Predicting Disorder from the Proteome
(A) A summary of the workflow of the IDR prediction algorithm. IUPred scores were computed for the entire proteome, and the output was parsed into scores for sequences inside annotated structured domains, or in unannotated regions of the proteome. These two sets of IUPred scores were used to train a Hidden Markov model (HMM) to assign sequences in the proteome to “structured” and “unstructured” states. A Viterbi path was computed from the HMM to provide a binary output of the predictions. The plot shows the output of the algorithm for the Daughterless TF. The IUPred “long” scores are plotted in black, and the Viterbi path from our HMM is shown in red. The green box at the top of the figure denotes the annotated structured domain from SMART, extracted from the FlyBase GFF file, for this protein.
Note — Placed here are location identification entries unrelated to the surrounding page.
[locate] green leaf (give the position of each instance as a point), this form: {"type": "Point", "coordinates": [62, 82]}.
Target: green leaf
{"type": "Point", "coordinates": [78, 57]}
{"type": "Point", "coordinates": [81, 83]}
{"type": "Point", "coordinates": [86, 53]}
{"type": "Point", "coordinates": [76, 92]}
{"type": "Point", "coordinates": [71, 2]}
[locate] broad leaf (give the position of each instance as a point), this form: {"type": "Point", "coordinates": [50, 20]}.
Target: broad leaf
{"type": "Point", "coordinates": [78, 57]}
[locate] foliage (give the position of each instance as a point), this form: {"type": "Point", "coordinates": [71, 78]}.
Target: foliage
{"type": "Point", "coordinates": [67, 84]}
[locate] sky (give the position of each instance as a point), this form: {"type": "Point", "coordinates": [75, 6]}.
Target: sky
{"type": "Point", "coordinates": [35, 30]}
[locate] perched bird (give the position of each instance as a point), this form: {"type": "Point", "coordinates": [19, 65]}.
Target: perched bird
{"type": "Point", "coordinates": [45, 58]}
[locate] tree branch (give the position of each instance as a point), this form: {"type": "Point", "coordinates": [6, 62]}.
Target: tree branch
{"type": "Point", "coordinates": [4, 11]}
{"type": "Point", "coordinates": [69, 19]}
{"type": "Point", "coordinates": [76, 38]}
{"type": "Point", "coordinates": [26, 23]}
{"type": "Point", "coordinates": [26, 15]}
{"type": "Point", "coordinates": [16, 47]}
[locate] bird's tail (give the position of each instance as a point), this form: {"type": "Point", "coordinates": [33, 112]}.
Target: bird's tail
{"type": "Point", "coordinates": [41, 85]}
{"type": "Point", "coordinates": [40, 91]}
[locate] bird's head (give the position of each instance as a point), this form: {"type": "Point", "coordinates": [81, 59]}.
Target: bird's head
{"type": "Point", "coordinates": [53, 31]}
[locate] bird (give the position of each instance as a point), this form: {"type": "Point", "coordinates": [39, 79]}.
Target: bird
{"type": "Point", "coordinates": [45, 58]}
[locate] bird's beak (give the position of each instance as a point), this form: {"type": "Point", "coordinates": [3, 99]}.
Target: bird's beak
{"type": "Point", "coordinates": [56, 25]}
Beneath the figure is a schematic of the linear protein structure (modified from SMART (Letunic et al., 2015; Schultz et al., 1998)), with IDRs indicated in purple and a helix-loop-helix binding domain in green. The IDR isolated for this study is shown in orange.
(B) Histogram showing the distribution of IUPred “long” scores in regions of the proteome annotated as structured domains by Pfam and/or SMART (green) vs. regions outside of known domains (red).
(C) The number of amino acids from the proteome that are classified as structured (blue) vs. unstructured (red) by our HMM Viterbi call in annotated Pfam/SMART domains and in regions of the proteome outside of known domains.